Em desespero, convencido de que era indispensável dar ao mundo a certeza de que Portugal estava disposto a combater até onde lhe fosse humanamente possível na defesa daquilo que considerava serem os seus direitos históricos, Salazar ordenou à guarnição militar da Índia que oferecesse resistência até ao “sacrifício total”.
Os militares, a quem Salazar quase desarmara nos meses anteriores à invasão, recusam o suicídio que Salazar lhes propunha e não lhe ofereceram os heróis e os mártires que ele pretendia, para exibir ao mundo e aos portugueses – pelo menos não lhe ofereceram em número suficiente e com o dramatismo de que ele necessitava.
A disparidade de forças entre indianos e portugueses era abissal
As conclusões do embaixador inglês
No relatório diplomático inglês de 1961 sobre as manifestações que se seguiram à invasão de Goa, Damão e Diu, o embaixador inglês em Lisboa escreveu: “As manifestações em frente desta embaixada (a britânica) e da americana, e o coro de insultos e ameaças para a denúncia da Aliança anglo-portuguesa e de todos os compromissos internacionais, excepto os mantidos com a Espanha e com o Brasil (que igualmente se afastou das posições portuguesas) têm como objectivo calar as críticas dos que defendem que o verdadeiro mau da fita no filme de Goa e a causa de todos os problemas de Portugal é o próprio Dr.

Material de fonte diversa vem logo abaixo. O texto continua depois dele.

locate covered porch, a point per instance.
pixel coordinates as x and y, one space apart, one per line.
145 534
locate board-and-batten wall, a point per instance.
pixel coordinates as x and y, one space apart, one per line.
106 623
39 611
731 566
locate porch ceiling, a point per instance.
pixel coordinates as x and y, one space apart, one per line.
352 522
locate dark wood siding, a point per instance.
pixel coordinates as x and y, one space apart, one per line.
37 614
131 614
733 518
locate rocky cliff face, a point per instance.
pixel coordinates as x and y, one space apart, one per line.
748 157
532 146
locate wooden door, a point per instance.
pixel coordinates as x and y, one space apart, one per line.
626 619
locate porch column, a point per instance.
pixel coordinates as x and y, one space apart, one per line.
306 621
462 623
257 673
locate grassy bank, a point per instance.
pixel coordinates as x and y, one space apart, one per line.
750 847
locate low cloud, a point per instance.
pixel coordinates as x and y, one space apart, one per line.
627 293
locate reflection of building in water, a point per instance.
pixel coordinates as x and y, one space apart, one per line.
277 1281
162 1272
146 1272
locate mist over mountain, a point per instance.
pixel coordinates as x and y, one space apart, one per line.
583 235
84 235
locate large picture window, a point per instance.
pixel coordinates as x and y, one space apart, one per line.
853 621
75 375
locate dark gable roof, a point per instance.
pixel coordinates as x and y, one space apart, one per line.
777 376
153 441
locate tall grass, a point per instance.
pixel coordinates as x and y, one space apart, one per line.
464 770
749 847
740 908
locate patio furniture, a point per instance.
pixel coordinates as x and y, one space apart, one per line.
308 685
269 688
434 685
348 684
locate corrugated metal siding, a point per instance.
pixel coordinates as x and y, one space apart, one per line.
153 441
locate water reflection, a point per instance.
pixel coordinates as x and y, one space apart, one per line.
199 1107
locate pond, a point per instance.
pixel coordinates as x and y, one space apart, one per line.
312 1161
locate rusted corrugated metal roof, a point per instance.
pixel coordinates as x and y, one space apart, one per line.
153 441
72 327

Salazar, bem como daqueles que, embora apoiando o primeiro-ministro, pensam que ele falhou ao não dar ao Exército os meios com que defender a honra da Nação, mesmo por poucos dias”.
No total as forças portuguesas somavam cerca de 4000 homens
A conclusão do relatório do experiente embaixador Ross era que as relações anglo-lusas nunca voltariam a ser as mesmas e que algo de irrevogável se tinha quebrado para sempre. A imagem que existia da Inglaterra e a crença em amplos sectores da opinião pública que ela, apesar de toda a evidência em contrário, ainda era um grande poder com que Portugal podia contar para a defesa do Império, tinha sido irremediavelmente destruída.
Esta conclusão era perfeitamente justificada. A tradicional aliança privilegiada com as potências marítimas, a Grã-Bretanha e depois os EUA, seria substituída pela ligação ao eixo franco-alemão. A França e a Alemanha passam a ser os principais parceiros diplomáticos de Portugal durante o período da Guerra Colonial, sendo eles também os principais fornecedores de equipamento militar. A França instalará ainda uma base de seguimento de satélites na Ilha das Flores, nos Açores, e a Alemanha utilizará a Base Aérea de Beja para treino das suas tripulações.